This project demonstrates an end-to-end modern data pipeline to transform Netflix CSV data into analytics-ready tables using Amazon S3, Snowflake, and dbt, with visualizations powered by Power BI, Looker Studio, and Tableau. It follows a layered architecture with raw, staging, and serving layers to ensure clean, testable, and modular data transformations.
- Amazon S3 for raw data storage
- Snowflake as the cloud data warehouse
- dbt (Data Build Tool) for transformation, testing, and orchestration
- Power BI, Looker Studio, Tableau for business intelligence and reporting
- CSV as the initial input format
- Netflix data in CSV format is extracted and loaded into Amazon S3.
- Data is ingested from S3 into Snowflake's raw layer.
- dbt transforms the data across layers:
- Raw β Staging β Serving (Dev)
- Enables testing, modularization, and documentation of models.

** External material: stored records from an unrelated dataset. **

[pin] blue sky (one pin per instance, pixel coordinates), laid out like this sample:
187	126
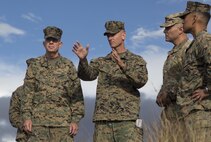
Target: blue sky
21	35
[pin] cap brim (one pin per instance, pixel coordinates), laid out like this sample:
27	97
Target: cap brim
52	37
164	25
182	15
109	32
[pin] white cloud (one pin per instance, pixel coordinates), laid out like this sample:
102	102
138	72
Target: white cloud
141	34
31	17
11	77
6	31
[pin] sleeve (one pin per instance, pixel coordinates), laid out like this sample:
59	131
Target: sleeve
136	72
14	110
77	99
88	72
29	85
207	58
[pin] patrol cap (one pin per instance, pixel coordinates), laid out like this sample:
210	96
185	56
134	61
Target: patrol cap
113	27
172	19
196	7
52	31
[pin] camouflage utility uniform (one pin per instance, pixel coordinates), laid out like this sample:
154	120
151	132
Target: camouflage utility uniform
15	115
197	75
118	99
171	76
53	98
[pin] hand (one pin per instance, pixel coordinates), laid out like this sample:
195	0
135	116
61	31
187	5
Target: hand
199	94
27	126
117	59
73	129
80	51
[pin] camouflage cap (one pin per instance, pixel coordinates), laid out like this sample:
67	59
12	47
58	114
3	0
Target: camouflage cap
52	31
113	27
196	7
172	19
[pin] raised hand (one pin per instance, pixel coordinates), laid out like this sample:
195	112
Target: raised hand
80	51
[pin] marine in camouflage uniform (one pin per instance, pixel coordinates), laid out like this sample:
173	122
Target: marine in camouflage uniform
52	101
120	75
171	75
15	114
195	86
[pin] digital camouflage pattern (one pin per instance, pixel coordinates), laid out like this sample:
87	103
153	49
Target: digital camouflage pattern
171	20
113	27
171	76
117	95
196	74
118	132
50	134
53	32
15	115
53	94
196	7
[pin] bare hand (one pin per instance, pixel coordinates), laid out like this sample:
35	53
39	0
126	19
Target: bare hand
117	59
80	51
199	94
27	126
73	129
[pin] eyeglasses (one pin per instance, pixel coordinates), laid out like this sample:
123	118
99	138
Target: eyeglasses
49	39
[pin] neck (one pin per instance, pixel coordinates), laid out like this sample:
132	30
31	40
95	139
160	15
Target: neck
52	55
197	30
180	39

- Transformed data in the serving layer is visualized using Power BI, Looker Studio, and Tableau for business insights.
- Designed a modular ELT pipeline using Snowflake and dbt with layered architecture.
- Implemented data transformation, testing, and orchestration using dbt best practices.
- Enabled interactive dashboards in Power BI, Tableau, and Looker Studio from the final serving layer.
- Demonstrated a scalable and maintainable data warehouse model for analytical use cases.